Read also: E-commerce and logistics companies are preparing to offer a spectacular holiday season
Heavy rains and waterlogging affect express commerce, food delivery and restaurants in northern India
Heavy rains and flooding have Fast-trade and food delivery platforms were severely affected across northern India, leading to order cancellations and non-deliveries in hundreds of postal codes, even as restaurant chains and entertainment centres, particularly in Delhi-NCR, reported significantly lower footfall over the weekend.
Fintech startups face bleak outlook for credit cards
The slowdown in the Indian credit card market is expected to intensify in the coming quarters, which increasing the pain for fintech startups operating in this space.
What’s happening: Major card issuers like SBI Card have taken a number of measures to be more selective in onboarding new customers.
“Multiple measures have been taken based on portfolio diagnostics, branch information and triggers. These include refinement in new account onboarding, reduction in limits, restrictions on cross-selling and early blocking based on spending triggers, enhancements in dashboards and enrichment of predictive models for portfolio management, customer payment assistance programmes and expansion of collections infrastructure,” said Abhijit Chakravorty, CEO, SBI Card.
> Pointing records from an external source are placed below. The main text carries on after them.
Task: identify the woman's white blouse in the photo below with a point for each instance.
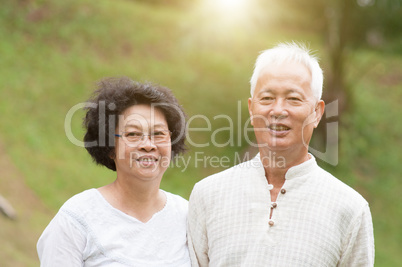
(88, 231)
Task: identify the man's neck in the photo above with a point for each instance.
(277, 163)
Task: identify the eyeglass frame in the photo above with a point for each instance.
(143, 136)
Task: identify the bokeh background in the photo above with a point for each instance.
(52, 53)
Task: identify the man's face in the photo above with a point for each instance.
(283, 109)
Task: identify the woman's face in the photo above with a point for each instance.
(143, 150)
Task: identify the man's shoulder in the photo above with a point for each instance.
(339, 188)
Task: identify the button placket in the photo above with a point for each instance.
(274, 205)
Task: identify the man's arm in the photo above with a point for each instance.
(196, 230)
(359, 248)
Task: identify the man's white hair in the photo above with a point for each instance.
(290, 52)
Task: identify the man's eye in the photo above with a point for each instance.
(267, 98)
(133, 134)
(159, 133)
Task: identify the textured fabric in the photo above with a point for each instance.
(88, 231)
(318, 220)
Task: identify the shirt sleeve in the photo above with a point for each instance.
(61, 243)
(197, 236)
(359, 248)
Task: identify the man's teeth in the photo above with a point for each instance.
(279, 128)
(147, 160)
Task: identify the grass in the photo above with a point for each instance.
(53, 52)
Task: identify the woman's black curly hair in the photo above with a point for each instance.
(112, 97)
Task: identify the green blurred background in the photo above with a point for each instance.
(52, 52)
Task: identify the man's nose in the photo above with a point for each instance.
(279, 109)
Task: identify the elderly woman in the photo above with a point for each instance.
(133, 129)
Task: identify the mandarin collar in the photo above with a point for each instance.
(293, 172)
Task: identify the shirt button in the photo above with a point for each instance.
(270, 186)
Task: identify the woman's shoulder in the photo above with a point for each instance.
(80, 202)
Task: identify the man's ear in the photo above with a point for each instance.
(319, 111)
(250, 103)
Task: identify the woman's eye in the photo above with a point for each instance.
(158, 133)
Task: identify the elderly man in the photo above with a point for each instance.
(287, 212)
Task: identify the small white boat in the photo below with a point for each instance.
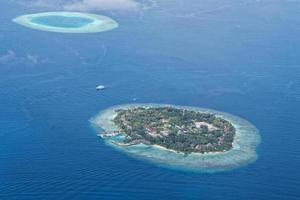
(100, 87)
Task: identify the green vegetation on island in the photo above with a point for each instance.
(175, 129)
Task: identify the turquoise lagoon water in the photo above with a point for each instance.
(67, 22)
(239, 57)
(61, 21)
(243, 152)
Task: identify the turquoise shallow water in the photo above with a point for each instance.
(243, 152)
(61, 21)
(67, 22)
(238, 56)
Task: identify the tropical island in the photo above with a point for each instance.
(179, 137)
(181, 130)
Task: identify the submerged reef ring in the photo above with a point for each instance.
(243, 149)
(67, 22)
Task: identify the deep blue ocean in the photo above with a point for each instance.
(236, 56)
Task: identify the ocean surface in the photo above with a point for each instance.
(237, 56)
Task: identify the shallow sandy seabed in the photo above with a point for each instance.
(99, 23)
(243, 152)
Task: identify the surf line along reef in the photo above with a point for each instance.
(67, 22)
(179, 137)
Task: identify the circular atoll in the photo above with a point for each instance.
(179, 137)
(67, 22)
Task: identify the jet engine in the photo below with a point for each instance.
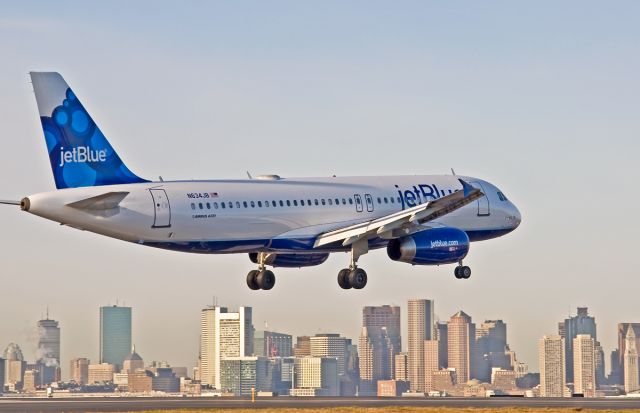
(291, 260)
(430, 247)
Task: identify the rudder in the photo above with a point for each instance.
(79, 153)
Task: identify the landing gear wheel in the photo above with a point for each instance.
(252, 282)
(358, 278)
(343, 279)
(266, 279)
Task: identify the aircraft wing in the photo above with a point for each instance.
(394, 225)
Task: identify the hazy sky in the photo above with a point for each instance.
(540, 98)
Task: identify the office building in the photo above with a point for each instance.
(165, 380)
(140, 381)
(441, 331)
(223, 334)
(491, 344)
(79, 370)
(101, 373)
(14, 366)
(302, 347)
(272, 344)
(48, 352)
(617, 366)
(383, 326)
(420, 320)
(431, 363)
(461, 341)
(402, 367)
(631, 370)
(331, 345)
(582, 323)
(316, 376)
(552, 366)
(132, 362)
(115, 334)
(584, 365)
(238, 375)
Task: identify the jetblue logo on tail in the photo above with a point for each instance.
(82, 154)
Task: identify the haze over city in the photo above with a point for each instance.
(540, 100)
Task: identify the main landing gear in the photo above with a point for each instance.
(354, 277)
(462, 272)
(262, 278)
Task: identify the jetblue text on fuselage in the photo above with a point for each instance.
(82, 154)
(419, 194)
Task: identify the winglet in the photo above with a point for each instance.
(466, 188)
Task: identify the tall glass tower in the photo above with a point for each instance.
(115, 334)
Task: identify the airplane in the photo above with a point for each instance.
(277, 222)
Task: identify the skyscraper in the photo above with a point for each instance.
(272, 344)
(631, 362)
(48, 351)
(584, 365)
(79, 371)
(617, 369)
(461, 337)
(331, 345)
(582, 323)
(420, 319)
(115, 334)
(383, 327)
(552, 366)
(223, 334)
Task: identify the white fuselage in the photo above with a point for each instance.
(225, 216)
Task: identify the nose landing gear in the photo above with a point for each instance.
(262, 278)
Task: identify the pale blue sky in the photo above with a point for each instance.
(539, 98)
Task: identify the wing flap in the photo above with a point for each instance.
(414, 216)
(110, 200)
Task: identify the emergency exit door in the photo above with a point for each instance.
(162, 209)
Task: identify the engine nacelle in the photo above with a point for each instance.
(430, 247)
(291, 260)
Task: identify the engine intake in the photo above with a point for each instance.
(430, 247)
(291, 260)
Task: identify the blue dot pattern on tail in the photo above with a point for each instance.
(80, 154)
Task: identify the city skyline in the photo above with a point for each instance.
(544, 104)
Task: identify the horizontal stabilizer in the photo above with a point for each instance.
(109, 200)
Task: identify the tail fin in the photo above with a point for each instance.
(80, 155)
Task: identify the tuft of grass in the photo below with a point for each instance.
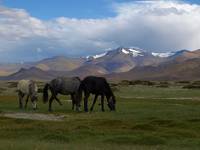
(138, 140)
(56, 138)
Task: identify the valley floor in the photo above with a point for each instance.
(146, 118)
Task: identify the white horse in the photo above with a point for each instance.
(29, 88)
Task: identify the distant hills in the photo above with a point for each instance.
(117, 64)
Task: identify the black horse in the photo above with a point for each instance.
(97, 86)
(64, 86)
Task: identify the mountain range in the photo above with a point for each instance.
(120, 63)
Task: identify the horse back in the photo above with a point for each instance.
(96, 85)
(27, 86)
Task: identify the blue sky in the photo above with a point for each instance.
(48, 9)
(35, 29)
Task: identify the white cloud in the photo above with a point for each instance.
(151, 25)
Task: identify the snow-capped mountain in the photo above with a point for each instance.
(111, 61)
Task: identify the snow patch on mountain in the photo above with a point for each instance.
(164, 55)
(100, 55)
(134, 52)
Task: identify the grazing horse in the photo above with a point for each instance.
(29, 88)
(97, 86)
(64, 86)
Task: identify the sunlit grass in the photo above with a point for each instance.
(142, 121)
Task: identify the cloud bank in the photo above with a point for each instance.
(151, 25)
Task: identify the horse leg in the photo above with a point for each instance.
(102, 102)
(50, 103)
(26, 101)
(34, 103)
(86, 102)
(73, 101)
(21, 95)
(55, 96)
(59, 102)
(94, 101)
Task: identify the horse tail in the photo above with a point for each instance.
(45, 92)
(80, 89)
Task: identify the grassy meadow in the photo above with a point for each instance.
(159, 116)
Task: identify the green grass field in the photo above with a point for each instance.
(146, 118)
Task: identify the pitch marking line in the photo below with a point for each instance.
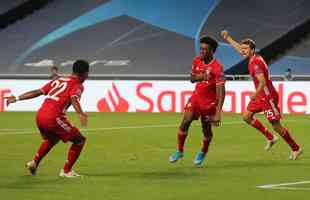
(283, 186)
(30, 131)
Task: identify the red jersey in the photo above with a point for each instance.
(206, 90)
(58, 95)
(256, 66)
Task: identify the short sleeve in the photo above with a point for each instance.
(195, 68)
(219, 75)
(257, 69)
(76, 90)
(46, 88)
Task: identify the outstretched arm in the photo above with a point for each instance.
(27, 95)
(231, 41)
(198, 77)
(262, 82)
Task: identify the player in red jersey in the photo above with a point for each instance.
(206, 101)
(51, 120)
(265, 98)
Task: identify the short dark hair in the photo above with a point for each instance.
(80, 67)
(209, 41)
(249, 42)
(54, 68)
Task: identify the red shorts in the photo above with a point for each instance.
(199, 107)
(269, 107)
(56, 127)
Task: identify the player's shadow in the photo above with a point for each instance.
(258, 164)
(33, 182)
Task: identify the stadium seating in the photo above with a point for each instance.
(125, 46)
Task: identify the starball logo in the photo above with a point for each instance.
(177, 18)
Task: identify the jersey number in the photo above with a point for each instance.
(57, 88)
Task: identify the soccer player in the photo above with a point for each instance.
(265, 98)
(51, 120)
(54, 72)
(206, 101)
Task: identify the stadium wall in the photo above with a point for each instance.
(157, 96)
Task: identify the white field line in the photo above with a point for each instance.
(86, 130)
(283, 186)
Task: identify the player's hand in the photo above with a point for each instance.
(216, 119)
(10, 99)
(224, 34)
(83, 119)
(253, 96)
(206, 75)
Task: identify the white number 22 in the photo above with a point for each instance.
(57, 88)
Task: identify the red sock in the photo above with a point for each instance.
(73, 155)
(290, 141)
(44, 148)
(181, 140)
(205, 144)
(261, 128)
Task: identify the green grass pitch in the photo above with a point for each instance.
(126, 157)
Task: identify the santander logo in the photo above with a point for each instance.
(113, 102)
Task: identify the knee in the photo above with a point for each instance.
(80, 140)
(207, 134)
(247, 118)
(185, 124)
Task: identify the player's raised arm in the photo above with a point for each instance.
(231, 41)
(199, 77)
(26, 95)
(77, 107)
(261, 84)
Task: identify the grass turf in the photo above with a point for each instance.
(126, 157)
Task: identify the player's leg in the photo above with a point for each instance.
(188, 117)
(78, 142)
(248, 117)
(284, 133)
(207, 138)
(49, 141)
(46, 145)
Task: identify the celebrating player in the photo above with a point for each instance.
(206, 101)
(265, 98)
(51, 120)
Read also: Mobile wallet transactions are on a slippery slope as UPI rises
Zoom in: Many fintech startups have built their business models around co-branded credit cards. Companies like One Card, Jupiter, Paisabazaar and the like depend on the growth of the credit card market for their business operations.
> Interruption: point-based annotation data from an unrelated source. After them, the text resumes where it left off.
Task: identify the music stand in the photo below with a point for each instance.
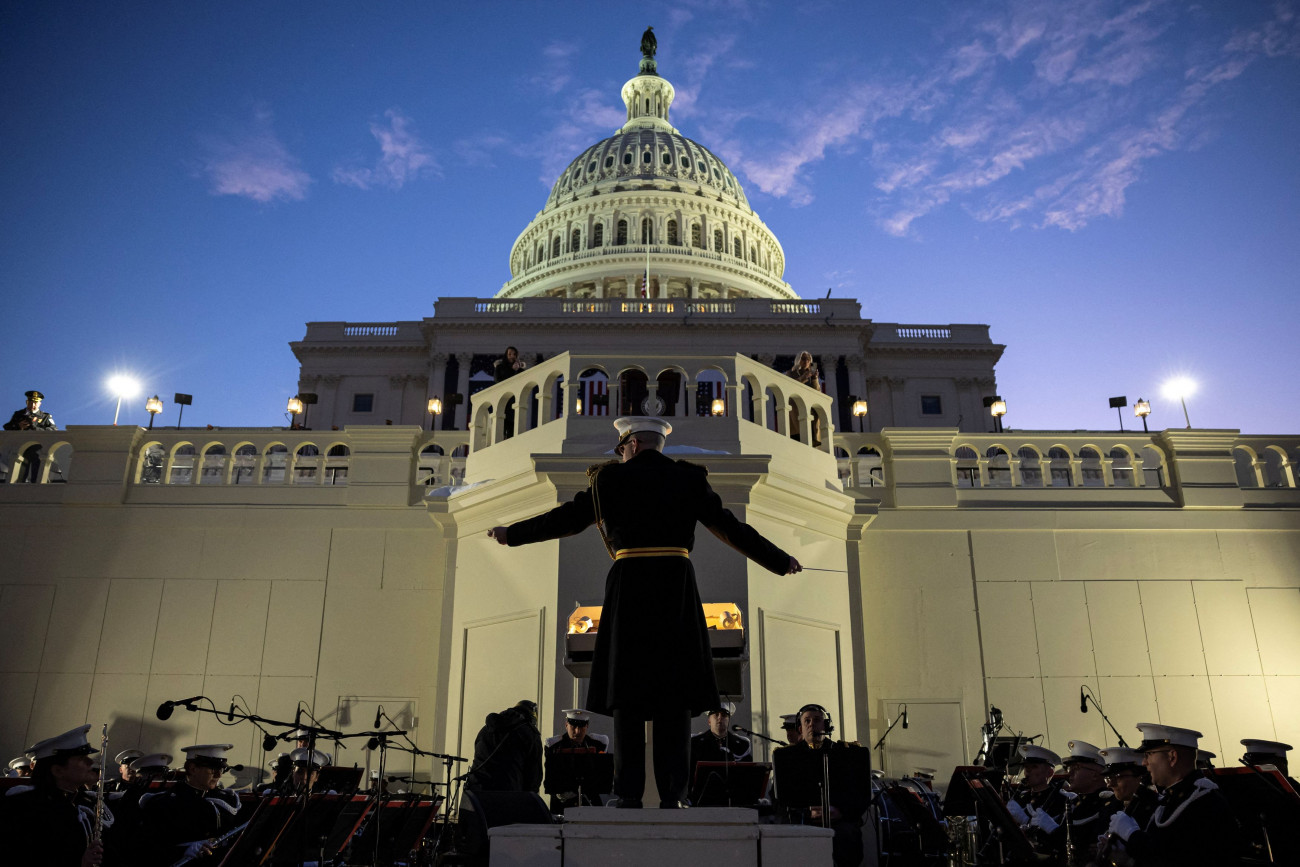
(729, 784)
(588, 772)
(801, 776)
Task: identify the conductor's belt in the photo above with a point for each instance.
(625, 554)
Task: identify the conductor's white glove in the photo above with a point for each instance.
(1018, 813)
(1043, 822)
(1122, 826)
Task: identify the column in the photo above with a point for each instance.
(463, 360)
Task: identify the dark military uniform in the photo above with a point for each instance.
(1192, 827)
(43, 826)
(181, 815)
(653, 655)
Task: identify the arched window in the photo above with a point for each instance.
(245, 465)
(213, 471)
(182, 465)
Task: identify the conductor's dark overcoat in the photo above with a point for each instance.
(651, 647)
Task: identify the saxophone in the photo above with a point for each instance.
(99, 788)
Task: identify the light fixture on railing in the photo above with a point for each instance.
(154, 406)
(859, 410)
(1142, 410)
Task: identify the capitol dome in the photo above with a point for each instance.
(648, 199)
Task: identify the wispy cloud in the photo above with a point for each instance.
(402, 157)
(251, 161)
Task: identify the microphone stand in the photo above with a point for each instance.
(1105, 719)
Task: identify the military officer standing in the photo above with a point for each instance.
(43, 824)
(1192, 824)
(653, 658)
(575, 738)
(181, 820)
(31, 417)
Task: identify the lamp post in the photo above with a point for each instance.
(154, 406)
(294, 408)
(859, 410)
(1181, 388)
(122, 386)
(999, 408)
(1142, 410)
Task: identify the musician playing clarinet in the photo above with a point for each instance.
(178, 823)
(43, 824)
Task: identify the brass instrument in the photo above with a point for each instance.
(99, 801)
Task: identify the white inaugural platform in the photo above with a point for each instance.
(603, 837)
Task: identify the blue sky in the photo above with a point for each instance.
(1112, 186)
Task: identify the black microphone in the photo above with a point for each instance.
(165, 709)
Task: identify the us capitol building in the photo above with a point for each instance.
(346, 563)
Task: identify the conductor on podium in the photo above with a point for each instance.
(653, 658)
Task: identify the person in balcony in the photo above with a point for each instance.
(806, 373)
(31, 417)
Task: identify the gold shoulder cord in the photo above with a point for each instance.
(592, 472)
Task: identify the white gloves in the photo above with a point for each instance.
(1122, 826)
(1018, 813)
(1043, 822)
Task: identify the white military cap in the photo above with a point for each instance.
(628, 425)
(68, 744)
(306, 757)
(1265, 748)
(212, 755)
(1116, 755)
(1155, 736)
(1083, 751)
(152, 761)
(1034, 753)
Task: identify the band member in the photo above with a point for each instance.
(181, 820)
(31, 417)
(846, 810)
(43, 824)
(653, 658)
(125, 772)
(1130, 784)
(718, 742)
(575, 738)
(507, 751)
(1192, 823)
Lenders like Federal Bank and South Indian Bank, which were bullish on co-branded cards, have exited the market due to regulatory constraints. Small Finance Bank of Australiawhich is also aggressive in credit cards, has forecast stable card growth in FY25.
Read also: RBI’s diktat to banks and credit card companies is set to put an end to long-term integrations
Background: India’s unsecured credit market has been facing a slowdown. Credit card issuers are facing a rise in their cost of funds and a surge in defaults. Startups find it difficult to forge new partnerships Nowadays, banks are trying to push cards secured or backed by fixed deposits.
Read also: Top fintechs reach out to NBFCs for secured credit partnerships
Other featured stories from our reporters
Centre likely to withdraw and review draft bill on broadcasting services: sources: The draft The Broadcasting Services Regulation Bill 2024 is withdrawn And the handful of industry stakeholders who received a copy of the draft are being asked to return the physical document without any comment, several sources familiar with the developments told us.
Bengaluru’s largest software sales center, Manhattan Associates: CEO: Bengaluru has become the largest hub for supply chain software vendor Manhattan Associates. outgrowing the company’s Atlanta headquarterssaid Eddie Capel, president and chief executive of the Nasdaq-listed company.
Ki Mobility’s myTVS to launch AI-based diagnostic platform: Ki mobility myTVS to launch AI-based diagnostic platform Later this week, a service will be offered to the after-sales segment that can help customers monitor the status of their vehicle and assist technicians at service centers.
Cars24 introduces a super app for ancillary services to monetize its user base: Seeking to monetize the consumer base it has acquired through its used car sales business, the SoftBank-backed firm Cars24 has launched a super app that consolidates ancillary servicessuch as vehicle repairs, financing, on-demand driver bookings, insurance payments, FASTag distribution and service history records, said co-founder and chief marketing officer Gajendra Jangid.